Ухтинский леспромхоз! Пахнущая свежей смолой сосновая стружка… Стройка вблизи от сосны Ленрота. Так вот почему лицо Маркстеда напоминало мне какого-то давно виденного человека.
— Значит, мы с вами старые знакомые! Правда, тридцать два года прошло со дня нашего знакомства, понятно, что друг друга не узнали!
— Выходит, ты тоже знал Матеро? — оживляется Оскар, сразу переходя на «ты».
— Еще бы! Специально для того и приезжал в Ухту, чтобы повидаться, поговорить с ним…
Из Советской Карелии Маркстед приехал в Кируну, где после кризиса стала налаживаться жизнь, а вскоре Оскара избрали организатором профессионального союза плотников и чернорабочих. Город горняков Кируна вырастал на его глазах и под его руками. Сначала в профсоюз входило около сотни рабочих, а когда недавно Оскар ушел на пенсию, союз объединял уже свыше тысячи человек. Много лет он был казначеем союза. На этот пост в шведских общественных организациях выбирается самый авторитетный человек, и слово его весит никак не меньше, если не больше, чем слово председателя…

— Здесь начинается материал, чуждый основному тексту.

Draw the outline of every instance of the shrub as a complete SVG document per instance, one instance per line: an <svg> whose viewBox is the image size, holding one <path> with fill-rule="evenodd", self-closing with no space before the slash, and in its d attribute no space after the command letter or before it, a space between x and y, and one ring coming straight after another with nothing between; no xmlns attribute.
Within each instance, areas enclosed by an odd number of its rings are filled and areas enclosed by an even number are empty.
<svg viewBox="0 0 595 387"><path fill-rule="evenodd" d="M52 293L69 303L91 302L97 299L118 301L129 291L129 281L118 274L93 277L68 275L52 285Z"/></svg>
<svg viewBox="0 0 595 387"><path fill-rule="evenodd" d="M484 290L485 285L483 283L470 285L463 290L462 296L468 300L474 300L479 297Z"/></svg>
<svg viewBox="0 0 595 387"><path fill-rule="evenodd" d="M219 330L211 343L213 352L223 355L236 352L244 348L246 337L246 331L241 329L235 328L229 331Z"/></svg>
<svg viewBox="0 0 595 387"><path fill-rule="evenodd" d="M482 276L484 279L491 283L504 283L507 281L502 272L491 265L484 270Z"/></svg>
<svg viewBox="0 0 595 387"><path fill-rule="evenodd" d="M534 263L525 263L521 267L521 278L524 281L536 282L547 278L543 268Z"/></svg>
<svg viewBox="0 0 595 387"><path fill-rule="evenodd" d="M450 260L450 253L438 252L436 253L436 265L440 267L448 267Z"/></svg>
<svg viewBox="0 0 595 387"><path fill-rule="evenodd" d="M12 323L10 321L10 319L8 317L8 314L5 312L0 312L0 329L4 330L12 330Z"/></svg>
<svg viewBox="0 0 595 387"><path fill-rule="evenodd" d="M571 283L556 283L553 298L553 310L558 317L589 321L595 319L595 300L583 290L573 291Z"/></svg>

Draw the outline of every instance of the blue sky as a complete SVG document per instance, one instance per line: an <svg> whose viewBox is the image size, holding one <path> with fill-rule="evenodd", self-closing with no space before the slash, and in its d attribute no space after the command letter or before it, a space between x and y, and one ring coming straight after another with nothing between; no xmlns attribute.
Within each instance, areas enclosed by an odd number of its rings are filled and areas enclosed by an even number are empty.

Маркстед рассказывает о партийных делах, расспрашивает о войне, о Карелии. Мы размышляем о том, какими путями дальше пойдет история. Застольная беседа быстро обегает весь мир, перелетает в космос и снова возвращается в Кируну, в карельские леса, в Ухту, к людям «Ляскикапины».
Много тетрадей исписал я тридцать пять лет назад в Ухте. Заносил в них рассказы лесорубов, возчиков, сплавщиков — участников восстания, собирал материалы для романа «Мы вернемся, Суоми!».
Вся тяжкая жизнь этих людей вставала в их рассказах. Блуждание по узким, извилистым лесным дорогам в поисках работы, с топором и лучковой пилой за плечами. Жизнь в тесных, полутемных лесных бараках или землянках, освещаемых тусклым светом коптилок. Она снова встала передо мной вечером того дня, зимою пятьдесят восьмого года, в Суоми, когда, проезжая по тем местам, где проходило восстание «Ляскикапина», в селе Иоутсиярви у Полярного круга, я разыскал одного из участников восстания — старика лесоруба Пекки Эммеля. Он сидел в своей большой бревенчатой избе и о чем-то беседовал с двумя стариками соседями. Свет керосиновой лампы под потолком не разгонял тьмы, заполнявшей пустую горницу с бревенчатыми стенами. Когда мы заявились к Эммелю, старик собирался в баню, он предложил нам разделить компанию.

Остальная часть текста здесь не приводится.